Toda essa história existe, não pode ser denegada, e tem profundas consequências na situação actual do país. Todavia o desafio que representou o referendo tem implicações de outra ordem para toda a Europa: aprecie-se ou não o resultado - com a vitória surpreendentemente expressiva do Não – e o modo como foi desencadeado o processo, o certo é que houve uma decisão inequívoca e democrática. E legitimação democrática é justamente o que mais tem faltado numa arquitectura política que vem sendo o de uma eurocracia, ao arrepio do projecto europeu de Jean Monnet e Robert Schuman, de François Mitterrand, Helmut Kohl e Jacques Delors.

Na tão esquecida Declaração de Leiken, que deu origem ao abortado processo de Constituição Europeia, estava expressamente inscrito como um dos objectivos “a aproximação dos cidadãos às instituições europeias” – o caminho dos governos e da casta eurocrática tem sido exactamente o inverso.

A convocação do referendo pode também ter sido a derradeira cartada na lógica da “teoria dos jogos” que é a especialidade de Yannis Varoufakis. Isso pouco importa agora. O que sobremaneira há a assinalar é que na Grécia houve uma decisão de voto popular, e que em concreto isso enuncia um Não às condições impostas pelas ora designadas “instituições”, de resto em tudo coincidentes, não pode deixar de ser dito, com as exigências do capital financeiro internacional.

Há, é inegável, uma margem de ambiguidade característica do discurso de Tsipras e do Syriza, mas isso não autoriza que expoentes da eurocracia comecem a dizer, como já sucedeu, que a Grécia recusou a Europa e a Zona Euro. O que concretamente se votou foram as condições impostas pelas “instituições” e reforçadas na inacreditável chantagem a que se assistiu nestas semanas. Independentemente de quaisquer simpatias políticas ou antes pelo contrário, é elementar reconhecer que o governo do Syriza, se não está mandatado para fazer a Grécia sair da zona euro ou da União Europeia, também não estava mandatado para ceder às condições das “instituições”.

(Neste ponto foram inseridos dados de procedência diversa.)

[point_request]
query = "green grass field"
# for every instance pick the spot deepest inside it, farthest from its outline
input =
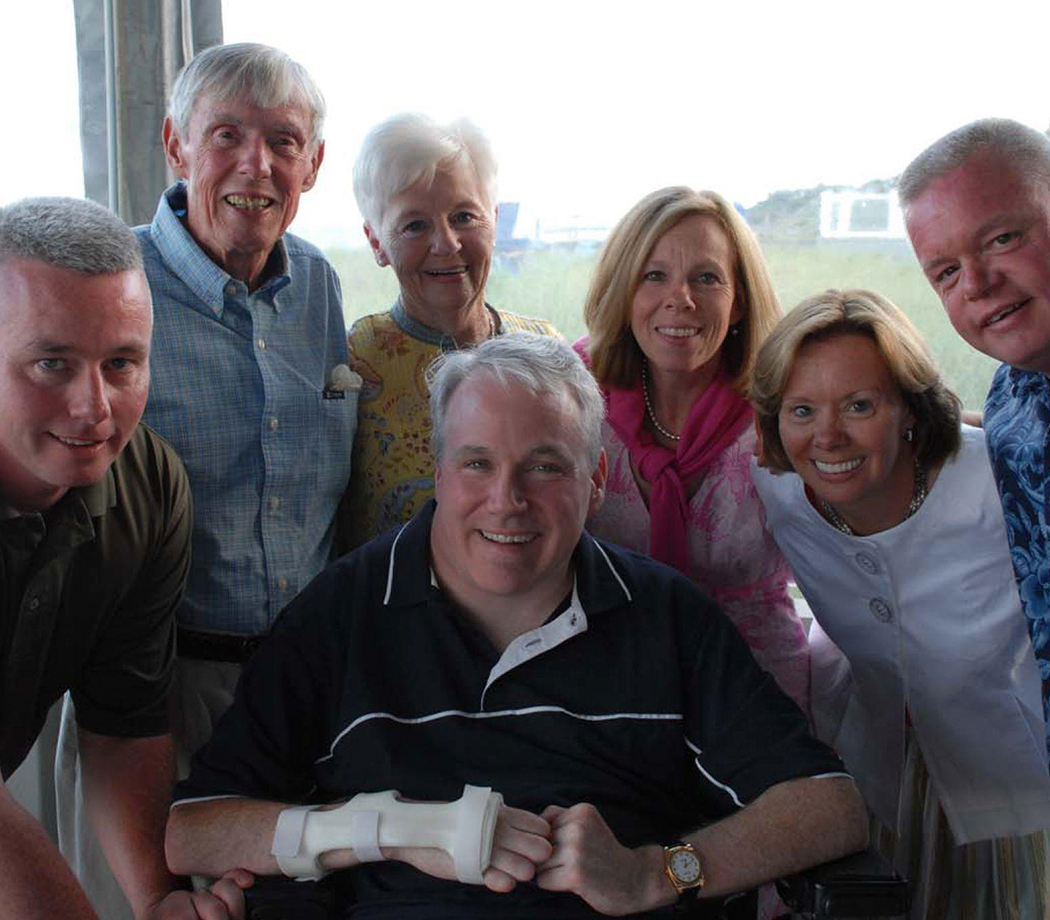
(552, 284)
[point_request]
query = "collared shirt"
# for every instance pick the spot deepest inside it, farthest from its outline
(393, 475)
(638, 697)
(1017, 424)
(239, 387)
(89, 599)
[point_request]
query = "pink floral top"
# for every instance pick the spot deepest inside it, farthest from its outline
(733, 558)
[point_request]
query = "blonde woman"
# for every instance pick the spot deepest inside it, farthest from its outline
(679, 302)
(889, 518)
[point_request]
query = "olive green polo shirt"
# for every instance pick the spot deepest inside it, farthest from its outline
(88, 596)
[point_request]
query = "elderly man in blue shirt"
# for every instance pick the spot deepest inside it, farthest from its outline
(250, 382)
(977, 205)
(250, 377)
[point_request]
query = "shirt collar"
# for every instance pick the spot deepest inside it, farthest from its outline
(194, 267)
(1028, 383)
(597, 582)
(421, 331)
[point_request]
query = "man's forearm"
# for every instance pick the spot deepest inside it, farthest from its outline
(36, 882)
(127, 789)
(215, 836)
(791, 827)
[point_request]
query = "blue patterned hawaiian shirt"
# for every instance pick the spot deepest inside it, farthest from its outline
(1017, 426)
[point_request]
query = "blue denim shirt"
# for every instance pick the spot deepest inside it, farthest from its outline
(1017, 426)
(239, 389)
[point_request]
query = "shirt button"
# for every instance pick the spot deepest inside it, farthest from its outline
(866, 563)
(881, 610)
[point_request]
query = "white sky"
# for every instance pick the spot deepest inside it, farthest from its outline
(592, 103)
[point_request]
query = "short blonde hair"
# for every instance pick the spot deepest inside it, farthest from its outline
(857, 312)
(614, 355)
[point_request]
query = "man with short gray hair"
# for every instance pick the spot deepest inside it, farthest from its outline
(95, 524)
(549, 709)
(977, 206)
(249, 366)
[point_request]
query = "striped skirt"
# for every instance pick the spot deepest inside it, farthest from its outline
(1003, 879)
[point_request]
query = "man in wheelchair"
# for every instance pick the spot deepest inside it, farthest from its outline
(491, 713)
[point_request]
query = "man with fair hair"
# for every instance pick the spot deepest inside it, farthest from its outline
(95, 527)
(250, 377)
(592, 707)
(977, 205)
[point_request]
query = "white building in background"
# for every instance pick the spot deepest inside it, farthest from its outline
(861, 215)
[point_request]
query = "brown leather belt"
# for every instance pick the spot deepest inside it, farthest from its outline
(215, 646)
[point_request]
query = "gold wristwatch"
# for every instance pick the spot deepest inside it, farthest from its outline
(681, 864)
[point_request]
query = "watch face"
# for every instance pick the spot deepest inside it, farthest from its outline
(685, 865)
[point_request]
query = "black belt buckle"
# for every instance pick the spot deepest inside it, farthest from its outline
(216, 646)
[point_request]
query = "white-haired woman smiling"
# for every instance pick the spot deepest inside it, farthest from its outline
(427, 195)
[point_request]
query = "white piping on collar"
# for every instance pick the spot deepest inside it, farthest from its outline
(612, 568)
(390, 570)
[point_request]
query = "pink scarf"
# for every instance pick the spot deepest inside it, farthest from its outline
(715, 421)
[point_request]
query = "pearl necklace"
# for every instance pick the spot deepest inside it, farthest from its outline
(649, 408)
(919, 494)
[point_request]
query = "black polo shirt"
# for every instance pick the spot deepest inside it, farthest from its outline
(639, 697)
(90, 587)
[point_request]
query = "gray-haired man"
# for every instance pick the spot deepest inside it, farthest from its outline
(249, 361)
(977, 205)
(95, 522)
(492, 643)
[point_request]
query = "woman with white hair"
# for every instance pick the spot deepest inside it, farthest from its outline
(888, 515)
(427, 195)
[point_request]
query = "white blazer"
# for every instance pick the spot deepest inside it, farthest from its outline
(928, 615)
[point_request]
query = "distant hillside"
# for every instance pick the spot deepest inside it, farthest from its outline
(795, 213)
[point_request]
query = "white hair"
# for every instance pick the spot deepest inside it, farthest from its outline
(263, 75)
(543, 364)
(408, 147)
(69, 233)
(1024, 148)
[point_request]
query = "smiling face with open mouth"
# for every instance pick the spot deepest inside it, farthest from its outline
(513, 489)
(74, 376)
(982, 234)
(245, 168)
(842, 423)
(439, 237)
(686, 299)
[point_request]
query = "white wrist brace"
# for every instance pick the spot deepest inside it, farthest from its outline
(463, 829)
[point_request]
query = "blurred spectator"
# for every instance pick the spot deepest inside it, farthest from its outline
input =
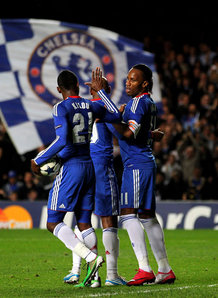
(196, 184)
(176, 188)
(170, 166)
(189, 154)
(12, 188)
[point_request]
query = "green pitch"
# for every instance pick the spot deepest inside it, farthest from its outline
(34, 262)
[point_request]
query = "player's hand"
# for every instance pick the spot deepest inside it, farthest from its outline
(157, 135)
(96, 83)
(35, 168)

Não se comecem pois desde já a agitar fantasmas, mesmo que tendo bases reais: as vagas populistas, xenófobas, eurocépticas e eurofóbicas que ocorrem na Europa, de resto num larguíssimo espectro político, da Frente Nacional francesa ao Podemos espanhol, passando pelos movimentos de Beppe Grillo na Itália, de Nigel Farage no Reino Unido, pelo Fidesz de Viktor Orban no poder na Hungria, pelos Verdadeiros Finlandeses ou pelo Partido do Povo Dinamarquês (estes que, na sequência das recentes eleições, integram o governo, no caso dos finlandeses, virão a integrar directa ou indirectamente a coligação governativa, no caso dos dinamarqueses), etc., essa assustadora e heteróclita vaga não é, sublinhe-se bem, não é, “A” beneficiária do resultado do referendo grego, por efeitos colaterais que possa recolher. Isto porque a decisão referendada lança um outro e tremendamente mais importante desafio: a partir de hoje aceitam ou não os dirigentes europeus e internacionais que há uma negociação tendo como premissa uma irrefutável decisão democrática?